HARLEM — A former mosque on 116th Street that has become an eyesore after the landlord evicted the congregation is set to be demolished after two years of delays.
The building at 2136 Frederick Douglass Blvd. attracts rats, has a large hole in the roof, and has been deteriorating since the Fall of 2013, according to neighbors.
“It’s an eyesore, it’s really ugly,” local resident Florence Richardson said of the two-story brick building. “They really need to do something about it.”
The landlord, a company called 2136 Frederick Douglass LLC, filed demolition permits with the Department of Buildings in December 2013, about a month after evicting a Mosque for nonpayment of rent, according to reports.
However, the plan to convert the former Mosque into a residential tower has been delayed for years because of subway tracks that run underneath the building, according to a representative of the landlord.
Plans for the building have not been filed. The most recent permits have been for a scaffolding shed in front of the building, records show.
Residents say the shed has made the building even uglier. The sheds have also raised safety concerns because they are not properly lit at night.

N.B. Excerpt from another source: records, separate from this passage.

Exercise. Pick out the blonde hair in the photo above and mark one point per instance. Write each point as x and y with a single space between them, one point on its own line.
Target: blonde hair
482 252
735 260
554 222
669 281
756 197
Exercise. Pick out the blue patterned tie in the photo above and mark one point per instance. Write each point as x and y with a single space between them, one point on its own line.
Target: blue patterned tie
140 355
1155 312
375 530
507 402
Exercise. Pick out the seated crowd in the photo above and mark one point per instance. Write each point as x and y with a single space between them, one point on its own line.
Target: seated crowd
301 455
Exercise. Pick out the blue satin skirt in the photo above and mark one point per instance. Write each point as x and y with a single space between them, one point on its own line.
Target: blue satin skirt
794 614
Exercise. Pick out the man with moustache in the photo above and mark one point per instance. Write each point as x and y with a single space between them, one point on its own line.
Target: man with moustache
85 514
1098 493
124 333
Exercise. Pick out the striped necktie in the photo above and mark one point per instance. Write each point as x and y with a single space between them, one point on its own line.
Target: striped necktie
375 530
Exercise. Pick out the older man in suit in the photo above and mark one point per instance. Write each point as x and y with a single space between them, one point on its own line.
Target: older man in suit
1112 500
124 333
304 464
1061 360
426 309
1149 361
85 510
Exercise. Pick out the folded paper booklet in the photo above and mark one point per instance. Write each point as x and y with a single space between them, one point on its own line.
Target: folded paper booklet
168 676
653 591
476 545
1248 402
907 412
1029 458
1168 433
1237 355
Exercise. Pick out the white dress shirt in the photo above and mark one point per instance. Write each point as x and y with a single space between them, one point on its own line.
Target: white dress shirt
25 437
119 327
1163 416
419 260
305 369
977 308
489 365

“I think it’s a safety issue, especially now that it gets dark at 5:30,” said Randi Klein. “The lights are there for show; they are not working.”

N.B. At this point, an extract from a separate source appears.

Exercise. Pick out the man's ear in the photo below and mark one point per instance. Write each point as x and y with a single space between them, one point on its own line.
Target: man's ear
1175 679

Although the building is vacant, it is not uninhabited. Scores of rats have moved into the building and are spreading to other parts of the neighborhood, according to Health Inspection records and neighbors.
When health inspectors visited former mosque as well as the building next to it in October, they found “active rat signs.” Every other building on the block passed their inspection last year, records show.
“You see those rat houses over there,” said Nichole Anthony, pointing at large rat traps in front of the building. “There are a bunch of rats around here. Not just in this building but throughout this area. They come at night.”
With MTA approval for the demolition expected to begin soon, the building will no longer be a abandoned, said the man representing the landlord.
“When a lot of people say it’s becoming an eyesore and things like that, it’s not our intention to leave the building in that condition,” he said. “This is our number one priority.”